I graduate from Georgia Tech next week, so I thought now would be a great time to revist one of the first projects I worked on as a student here.

T-Square

When I started at Tech back in 2015, we used an online learning management system called T-Square. It was the platform we used for all of our courses, and it included things like our assignments, grades, resources, and instructor announcements. T-Square was built in the early-2000s, and it looks the part. The mobile site is a particularly bad offender, with no visual styling to speak of. After dealing with it for my first two weeks of class, I decided I wanted to try and do something about it.

Creating T-Squared

I spent the majority of my first semester working on T-Squared, a native iOS client for the T-Square platform.

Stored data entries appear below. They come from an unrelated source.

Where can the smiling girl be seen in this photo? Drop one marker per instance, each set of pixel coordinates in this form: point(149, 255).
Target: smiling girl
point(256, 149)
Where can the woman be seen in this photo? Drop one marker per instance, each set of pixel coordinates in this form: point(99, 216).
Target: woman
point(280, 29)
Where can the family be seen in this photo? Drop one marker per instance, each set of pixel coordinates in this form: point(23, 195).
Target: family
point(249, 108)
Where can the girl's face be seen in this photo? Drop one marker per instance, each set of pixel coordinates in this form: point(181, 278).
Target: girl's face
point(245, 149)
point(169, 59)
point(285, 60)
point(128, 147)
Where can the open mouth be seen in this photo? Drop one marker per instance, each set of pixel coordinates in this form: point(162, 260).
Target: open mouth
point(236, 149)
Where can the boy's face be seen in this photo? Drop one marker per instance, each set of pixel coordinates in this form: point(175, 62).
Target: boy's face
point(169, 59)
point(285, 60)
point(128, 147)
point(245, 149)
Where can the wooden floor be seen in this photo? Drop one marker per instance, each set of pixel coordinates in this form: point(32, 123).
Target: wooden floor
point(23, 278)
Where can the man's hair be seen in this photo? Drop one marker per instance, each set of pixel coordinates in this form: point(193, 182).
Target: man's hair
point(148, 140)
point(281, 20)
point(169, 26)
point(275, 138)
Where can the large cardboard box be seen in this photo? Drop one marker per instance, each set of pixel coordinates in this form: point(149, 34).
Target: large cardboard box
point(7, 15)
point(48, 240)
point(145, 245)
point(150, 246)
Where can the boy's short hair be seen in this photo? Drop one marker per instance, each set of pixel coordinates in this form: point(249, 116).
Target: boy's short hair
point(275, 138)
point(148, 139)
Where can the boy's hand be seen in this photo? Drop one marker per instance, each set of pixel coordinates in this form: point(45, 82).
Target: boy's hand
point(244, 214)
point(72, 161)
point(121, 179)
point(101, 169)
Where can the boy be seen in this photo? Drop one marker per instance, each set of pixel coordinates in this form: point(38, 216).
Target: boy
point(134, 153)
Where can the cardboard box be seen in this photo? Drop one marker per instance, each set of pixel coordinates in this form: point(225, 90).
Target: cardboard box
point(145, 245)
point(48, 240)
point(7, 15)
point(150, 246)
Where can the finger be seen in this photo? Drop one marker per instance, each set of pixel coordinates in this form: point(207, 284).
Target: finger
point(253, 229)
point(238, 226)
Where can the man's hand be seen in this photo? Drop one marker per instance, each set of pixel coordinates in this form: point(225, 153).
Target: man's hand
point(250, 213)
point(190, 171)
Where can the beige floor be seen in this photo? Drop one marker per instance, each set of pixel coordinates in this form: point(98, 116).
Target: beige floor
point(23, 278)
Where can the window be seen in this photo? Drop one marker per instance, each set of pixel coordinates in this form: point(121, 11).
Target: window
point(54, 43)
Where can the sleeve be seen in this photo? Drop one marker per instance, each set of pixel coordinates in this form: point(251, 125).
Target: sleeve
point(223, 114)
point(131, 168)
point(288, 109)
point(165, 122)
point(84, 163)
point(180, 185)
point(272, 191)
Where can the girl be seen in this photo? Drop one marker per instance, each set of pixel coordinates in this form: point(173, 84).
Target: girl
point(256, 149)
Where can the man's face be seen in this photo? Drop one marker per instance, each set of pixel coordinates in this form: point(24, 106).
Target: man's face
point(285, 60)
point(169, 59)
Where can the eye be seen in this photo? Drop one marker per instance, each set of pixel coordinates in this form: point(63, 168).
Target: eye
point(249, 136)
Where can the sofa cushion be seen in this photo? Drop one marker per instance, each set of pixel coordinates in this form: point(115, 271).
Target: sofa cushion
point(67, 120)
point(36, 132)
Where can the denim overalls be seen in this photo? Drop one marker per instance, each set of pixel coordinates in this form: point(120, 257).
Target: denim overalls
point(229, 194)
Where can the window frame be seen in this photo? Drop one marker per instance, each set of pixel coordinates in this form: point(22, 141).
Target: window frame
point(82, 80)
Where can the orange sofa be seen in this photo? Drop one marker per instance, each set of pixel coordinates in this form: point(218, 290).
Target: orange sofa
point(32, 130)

T-Square doesn’t have an official API, so T-Squared fetched all of its content by scraping the platform’s mobile site. The app included all of the important information you’d expect — assignments, resources, and grades for all of your classes — but I also got to build some interesting features that didn’t exist on T-Square itself. One of its biggest killer features was that it would calculate your total grade in a class (T-Square didn’t do that for some reason, even though it had all of the data on-hand). It also let you add grade predictions so you could see how they would affect your overall course grade (a “what if” calculator).

Over the course of its lifetime, T-Square was downloaded over 12,000 times and used by students over 2,000,000 times! Back when it was in its prime, it wasn’t uncommon to see people using it a few rows up in big lecture halls.

Phasing Out T-Square

But T-Square was evantually replaced with a new system called Canvas, and it was phased out completely after the Fall 2018 semester. I finally got around to de-listing T-Squared while I was writing this post (April 2019). It was a very important part of my early college life, so I’m definitely sad to see it go. Thanks for the memories!